KIFFEN

Legale Hanfprodukte boomen

Immer mehr Geschäfte in der Stadt bieten das legale Hanfprodukt Cannabidiol an. Wer es konsumiert, wird davon nicht high. Weil es aber kaum von Cannabis zu unterscheiden ist, stellt es die Polizei vor Herausforderungen.
16.03.2017 | 06:39
Luca Ghiselli

Luca Ghiselli

luca.ghiselli@tagblatt.ch

Das Ladenlokal an der Metzgergasse 21 ist stilvoll eingerichtet: Weisse Wände, Scheinwerferspots an der Decke, eine kleine Ladentheke. Abgesehen vom ­Namen, «Royal Green», deutet kaum etwas darauf hin, dass hier seit Mitte Februar nicht mehr Kleider, sondern Cannabidiol-Produkte verkauft werden. Cannabidiol (CBD) ist weder optisch noch vom Geruch her vom konventionellen, hierzulande illegalen Cannabis zu unterscheiden. Im Gegensatz zur verbotenen Substanz ist darin aber kaum THC, also jener psychoaktive Wirkstoff enthalten, der Cannabis-Konsumenten berauscht.

Ein Kurierdienst bringt das CBD nach Hause

«Royal Green» ist eines von vier Geschäften, das die Produkte anbietet. «Wir erleben derzeit einen regelrechten Boom», sagt Inhaberin Stoja Bogicevic. Ihre Kundschaft sei sehr heterogen, es kämen bei weitem nicht nur Junge. «Gerade gestern hat eine ältere Dame bei uns eingekauft», erzählt sie. Man habe sich mit dem Auftritt und der Einrichtung auch bewusst vom Image eines «Kifferladens» emanzipieren wollen, um auch ältere Kunden anzusprechen. Generell seien die Rückmeldungen von Kunden und der Nachbarschaft durchs Band positiv gewesen. «Es spricht sich ­immer mehr herum, dass CBD nichts Gefährliches, sondern ein wertvoller Stoff ist», sagt Bogicevic. Er helfe, sich zu entspannen. Kommenden Samstag wird das Ladenlokal nachträglich feierlich eröffnet. Sie hat damit Grosses vor: «Wir haben 365 Tage im Jahr geöffnet. Und wir bieten auch einen Kurierdienst an, der das Produkt jeweils von 11 bis 22 Uhr zu den Kunden nach Hause ­liefert.
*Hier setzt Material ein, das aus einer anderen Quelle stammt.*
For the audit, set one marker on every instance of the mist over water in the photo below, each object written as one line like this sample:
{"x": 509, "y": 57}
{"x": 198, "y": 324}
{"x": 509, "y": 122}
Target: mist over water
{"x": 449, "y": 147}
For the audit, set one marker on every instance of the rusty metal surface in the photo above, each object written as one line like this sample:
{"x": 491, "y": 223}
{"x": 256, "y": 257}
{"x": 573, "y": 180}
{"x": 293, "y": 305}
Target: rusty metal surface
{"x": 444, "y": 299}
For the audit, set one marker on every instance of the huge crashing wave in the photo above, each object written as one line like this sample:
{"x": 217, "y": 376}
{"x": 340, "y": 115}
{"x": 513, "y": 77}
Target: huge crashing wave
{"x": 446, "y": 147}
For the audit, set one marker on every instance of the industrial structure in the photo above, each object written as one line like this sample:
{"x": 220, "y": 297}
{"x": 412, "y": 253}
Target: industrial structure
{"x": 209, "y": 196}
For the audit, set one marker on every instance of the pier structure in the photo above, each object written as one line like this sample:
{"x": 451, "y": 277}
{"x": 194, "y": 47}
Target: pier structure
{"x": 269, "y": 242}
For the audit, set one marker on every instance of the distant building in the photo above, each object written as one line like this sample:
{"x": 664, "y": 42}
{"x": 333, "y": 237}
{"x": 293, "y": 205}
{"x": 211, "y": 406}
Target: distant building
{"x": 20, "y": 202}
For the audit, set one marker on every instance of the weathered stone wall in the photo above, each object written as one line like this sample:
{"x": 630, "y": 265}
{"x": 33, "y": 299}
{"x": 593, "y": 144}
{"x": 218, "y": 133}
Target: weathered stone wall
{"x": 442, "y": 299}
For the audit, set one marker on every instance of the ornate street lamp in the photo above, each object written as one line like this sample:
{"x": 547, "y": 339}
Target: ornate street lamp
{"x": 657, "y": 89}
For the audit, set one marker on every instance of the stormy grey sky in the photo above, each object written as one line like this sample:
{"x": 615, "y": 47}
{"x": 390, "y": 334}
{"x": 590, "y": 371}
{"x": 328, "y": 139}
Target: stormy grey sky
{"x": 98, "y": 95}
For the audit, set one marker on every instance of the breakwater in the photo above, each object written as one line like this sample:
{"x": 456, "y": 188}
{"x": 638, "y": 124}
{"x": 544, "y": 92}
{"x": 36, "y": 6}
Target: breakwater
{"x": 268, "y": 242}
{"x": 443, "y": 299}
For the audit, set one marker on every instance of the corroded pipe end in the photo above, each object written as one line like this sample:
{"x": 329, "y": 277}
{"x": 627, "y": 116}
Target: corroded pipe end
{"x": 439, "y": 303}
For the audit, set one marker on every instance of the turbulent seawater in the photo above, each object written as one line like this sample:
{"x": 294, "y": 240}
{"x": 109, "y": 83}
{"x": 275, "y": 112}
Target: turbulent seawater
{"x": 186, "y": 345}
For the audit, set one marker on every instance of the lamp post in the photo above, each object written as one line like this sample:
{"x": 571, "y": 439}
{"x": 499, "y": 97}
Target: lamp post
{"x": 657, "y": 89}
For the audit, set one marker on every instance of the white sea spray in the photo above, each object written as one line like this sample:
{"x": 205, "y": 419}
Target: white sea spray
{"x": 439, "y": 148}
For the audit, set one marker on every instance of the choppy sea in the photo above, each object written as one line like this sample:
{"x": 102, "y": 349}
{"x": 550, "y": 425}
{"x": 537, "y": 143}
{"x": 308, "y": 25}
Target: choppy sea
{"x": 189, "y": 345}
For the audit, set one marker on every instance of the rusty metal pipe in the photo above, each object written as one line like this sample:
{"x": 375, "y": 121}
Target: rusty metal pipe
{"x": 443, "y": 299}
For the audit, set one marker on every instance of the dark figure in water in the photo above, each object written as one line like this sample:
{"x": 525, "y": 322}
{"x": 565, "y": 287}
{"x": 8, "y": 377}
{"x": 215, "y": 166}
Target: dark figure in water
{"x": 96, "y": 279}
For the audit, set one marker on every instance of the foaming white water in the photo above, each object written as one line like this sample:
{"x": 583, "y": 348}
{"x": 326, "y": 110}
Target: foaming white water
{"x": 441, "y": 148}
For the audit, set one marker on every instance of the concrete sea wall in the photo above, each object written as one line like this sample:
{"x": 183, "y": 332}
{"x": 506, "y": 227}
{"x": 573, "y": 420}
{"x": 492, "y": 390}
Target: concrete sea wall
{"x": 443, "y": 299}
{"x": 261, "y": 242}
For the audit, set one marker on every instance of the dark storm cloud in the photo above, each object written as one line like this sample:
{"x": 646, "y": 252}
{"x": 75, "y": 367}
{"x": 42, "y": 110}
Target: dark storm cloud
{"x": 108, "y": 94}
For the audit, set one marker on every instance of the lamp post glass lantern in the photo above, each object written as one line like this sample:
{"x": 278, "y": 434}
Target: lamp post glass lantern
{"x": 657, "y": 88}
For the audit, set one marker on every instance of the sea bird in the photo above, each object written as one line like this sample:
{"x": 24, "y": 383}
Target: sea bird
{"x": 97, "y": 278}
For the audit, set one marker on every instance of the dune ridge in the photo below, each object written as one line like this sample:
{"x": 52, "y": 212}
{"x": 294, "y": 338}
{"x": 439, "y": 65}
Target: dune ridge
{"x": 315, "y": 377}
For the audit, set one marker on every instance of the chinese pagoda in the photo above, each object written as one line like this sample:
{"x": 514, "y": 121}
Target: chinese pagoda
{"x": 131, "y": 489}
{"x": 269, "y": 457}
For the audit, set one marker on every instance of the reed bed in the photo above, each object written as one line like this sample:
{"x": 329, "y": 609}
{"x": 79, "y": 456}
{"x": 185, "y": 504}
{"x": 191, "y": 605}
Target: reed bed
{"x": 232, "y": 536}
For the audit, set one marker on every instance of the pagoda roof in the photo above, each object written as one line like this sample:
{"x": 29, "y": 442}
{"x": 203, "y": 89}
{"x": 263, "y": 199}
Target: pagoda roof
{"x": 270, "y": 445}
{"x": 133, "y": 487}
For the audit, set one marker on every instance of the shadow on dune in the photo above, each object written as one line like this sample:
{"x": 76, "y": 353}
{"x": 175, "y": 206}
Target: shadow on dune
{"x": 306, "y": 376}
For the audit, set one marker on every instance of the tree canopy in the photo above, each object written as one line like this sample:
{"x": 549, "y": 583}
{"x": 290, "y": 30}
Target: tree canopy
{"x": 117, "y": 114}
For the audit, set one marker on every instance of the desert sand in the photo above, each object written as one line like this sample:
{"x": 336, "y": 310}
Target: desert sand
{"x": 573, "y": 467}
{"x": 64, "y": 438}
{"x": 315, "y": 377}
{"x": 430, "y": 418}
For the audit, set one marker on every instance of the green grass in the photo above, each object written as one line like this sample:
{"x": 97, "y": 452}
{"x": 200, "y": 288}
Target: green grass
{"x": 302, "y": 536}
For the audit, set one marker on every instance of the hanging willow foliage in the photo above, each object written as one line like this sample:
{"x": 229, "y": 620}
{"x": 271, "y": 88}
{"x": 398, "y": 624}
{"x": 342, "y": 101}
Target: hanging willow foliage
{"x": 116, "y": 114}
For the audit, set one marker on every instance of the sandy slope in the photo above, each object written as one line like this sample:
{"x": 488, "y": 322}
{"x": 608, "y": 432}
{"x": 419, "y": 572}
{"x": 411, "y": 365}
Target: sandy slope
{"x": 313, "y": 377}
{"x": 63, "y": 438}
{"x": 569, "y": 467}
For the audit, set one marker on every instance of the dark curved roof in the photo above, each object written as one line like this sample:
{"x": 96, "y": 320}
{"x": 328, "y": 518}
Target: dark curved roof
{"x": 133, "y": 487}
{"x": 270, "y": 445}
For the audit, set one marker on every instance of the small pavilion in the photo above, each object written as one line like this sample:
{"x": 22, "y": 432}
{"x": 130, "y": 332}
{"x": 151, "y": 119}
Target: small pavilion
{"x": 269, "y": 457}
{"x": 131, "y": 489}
Sichergestelltes Hanf muss im Labor analysiert werden

CBD, das seit Sommer 2016 in der Schweiz legal vertrieben werden darf, stellt die Polizei vor neue Herausforderungen. Weil der legale Stoff von seinem illegalen Pendant kaum zu unterscheiden ist, wird er jeweils bei Kontrollen a priori sichergestellt. Erst eine Analyse im Labor gibt dann Aufschluss. Liegt der THC-Wert des Hanfs unter einem Prozent, erhält die kontrollierte Person das Produkt zurück. Liegt er über dem gesetzlichen Schwellwert, wird das Gras konfisziert und es kommt zu einem Strafbefehl. Der Konsument muss dann auch die Kosten für den Labortest berappen. Dieser beträgt 150 Franken. Gemäss Angaben der Kantonspolizei wurden in diesem Jahr zwischen einem und zwei Dutzend solcher Tests durchgeführt. «Da der Konsument meist weiss, was er raucht, wird er es in der Regel zugeben, wenn es Drogenhanf ist», heisst es bei der Medienstelle der Kantonspolizei auf Anfrage.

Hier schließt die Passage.